К моменту получения рыцарского звания Генри уже собирался расстаться с Оливией Бато, но не с Джимми Эшворт. За тремя пентаграммами в мае месяце последовали еще три в июне, но до этого он совершил благородный поступок. Можно сказать, героический. Это событие напоминает мне отрывок из романа Троллопа. Кто-то (не Троллоп) однажды сказал, что с человеком случается только то, что ему свойственно, но мне кажется, произошедшее совсем не в духе Генри. Хотя, что я могу знать? Несмотря на все мои изыскания, я почти ничего не знаю о его истинной личности или внутренней жизни.
Незадолго до этих событий Генри вернулся из пешего похода по Озерному краю; по всей видимости, он там простудился. Запись в дневнике, датированная средой, 23 мая, оказалась короткой. В отличие от заметки в «Таймс» за то же число. Генри написал: «Простужен. Смог оказать посильную помощь мистеру Хендерсону, на которого напал разбойник на Гоуэр-стрит». Скромняга Генри. Заметка в газете «Таймс» гораздо подробнее.
Мистер Сэмюэл Хендерсон, лицензированный адвокат, проживающий на Кеппел-стрит, счастливо избежал увечья или даже гибели прошлым вечером, когда в районе Гоуэр-стрит, неподалеку от Британского музея, на него напал преступник. Как мы понимаем, мистер Хендерсон только что покинул свою контору и направлялся домой. Возможно, посчитав, что он вышел из соседнего банка и имеет при себе крупную сумму денег, негодяй неожиданно напал на него сзади и ударил дубинкой.
К счастью для мистера Хендерсона, спасение пришло к нему в лице известного штатного лейб-медика Ее Величества королевы, сэра Генри Нантера, рыцаря-командора Ордена Бани, члена Королевского колледжа врачей.
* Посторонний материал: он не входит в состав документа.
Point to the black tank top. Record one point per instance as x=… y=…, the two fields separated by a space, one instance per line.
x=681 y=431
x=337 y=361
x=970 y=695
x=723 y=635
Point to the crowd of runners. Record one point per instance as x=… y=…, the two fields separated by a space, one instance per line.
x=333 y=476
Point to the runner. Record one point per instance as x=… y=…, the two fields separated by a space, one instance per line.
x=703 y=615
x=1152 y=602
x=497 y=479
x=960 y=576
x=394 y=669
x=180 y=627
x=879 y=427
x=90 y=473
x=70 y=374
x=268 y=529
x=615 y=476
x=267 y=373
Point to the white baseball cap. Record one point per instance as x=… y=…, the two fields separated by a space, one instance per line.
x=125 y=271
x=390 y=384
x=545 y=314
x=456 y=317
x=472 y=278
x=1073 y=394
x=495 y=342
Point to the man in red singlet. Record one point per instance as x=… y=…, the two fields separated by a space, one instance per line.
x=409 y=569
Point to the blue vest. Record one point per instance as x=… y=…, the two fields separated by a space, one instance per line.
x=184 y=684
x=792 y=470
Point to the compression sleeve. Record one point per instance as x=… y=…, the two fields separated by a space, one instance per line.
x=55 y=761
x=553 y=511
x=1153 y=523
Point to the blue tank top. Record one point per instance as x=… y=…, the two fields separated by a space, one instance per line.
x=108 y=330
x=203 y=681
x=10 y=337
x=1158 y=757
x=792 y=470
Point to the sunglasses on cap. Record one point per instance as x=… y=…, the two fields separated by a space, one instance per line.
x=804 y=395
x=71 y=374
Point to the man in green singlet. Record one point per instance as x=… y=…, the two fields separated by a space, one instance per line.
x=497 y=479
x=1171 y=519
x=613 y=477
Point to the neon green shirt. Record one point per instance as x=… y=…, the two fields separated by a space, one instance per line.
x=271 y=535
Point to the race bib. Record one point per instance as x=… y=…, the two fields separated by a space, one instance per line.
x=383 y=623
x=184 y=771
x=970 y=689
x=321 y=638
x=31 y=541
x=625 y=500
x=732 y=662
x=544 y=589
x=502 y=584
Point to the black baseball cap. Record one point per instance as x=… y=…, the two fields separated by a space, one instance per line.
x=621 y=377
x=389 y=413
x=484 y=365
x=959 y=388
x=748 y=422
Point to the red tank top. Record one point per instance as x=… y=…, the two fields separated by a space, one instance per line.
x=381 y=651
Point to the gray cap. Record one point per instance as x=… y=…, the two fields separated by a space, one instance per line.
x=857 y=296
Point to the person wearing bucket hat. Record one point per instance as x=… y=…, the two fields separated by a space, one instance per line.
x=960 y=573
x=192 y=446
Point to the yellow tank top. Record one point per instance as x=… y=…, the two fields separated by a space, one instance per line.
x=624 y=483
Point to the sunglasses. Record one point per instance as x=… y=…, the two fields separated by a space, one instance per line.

Сэр Генри, возвращавшийся из Университетского госпиталя, где он занимает пост профессора патологической анатомии, стал свидетелем всей этой сцены. Сильный и решительный мужчина в расцвете лет, сэр Генри тут же кинулся на бандита, вооружившись тростью, и вскоре обратил его в бегство. Затем он поспешил к несчастной жертве нападения и убедился, что травмы мистера Хендерсона ограничиваются синяками и сильной ссадиной правого плеча. Проходивший мимо мальчик-рассыльный был отправлен за помощью, и впоследствии мистера Хендерсона поместили в Университетский госпиталь, где он благополучно поправляется.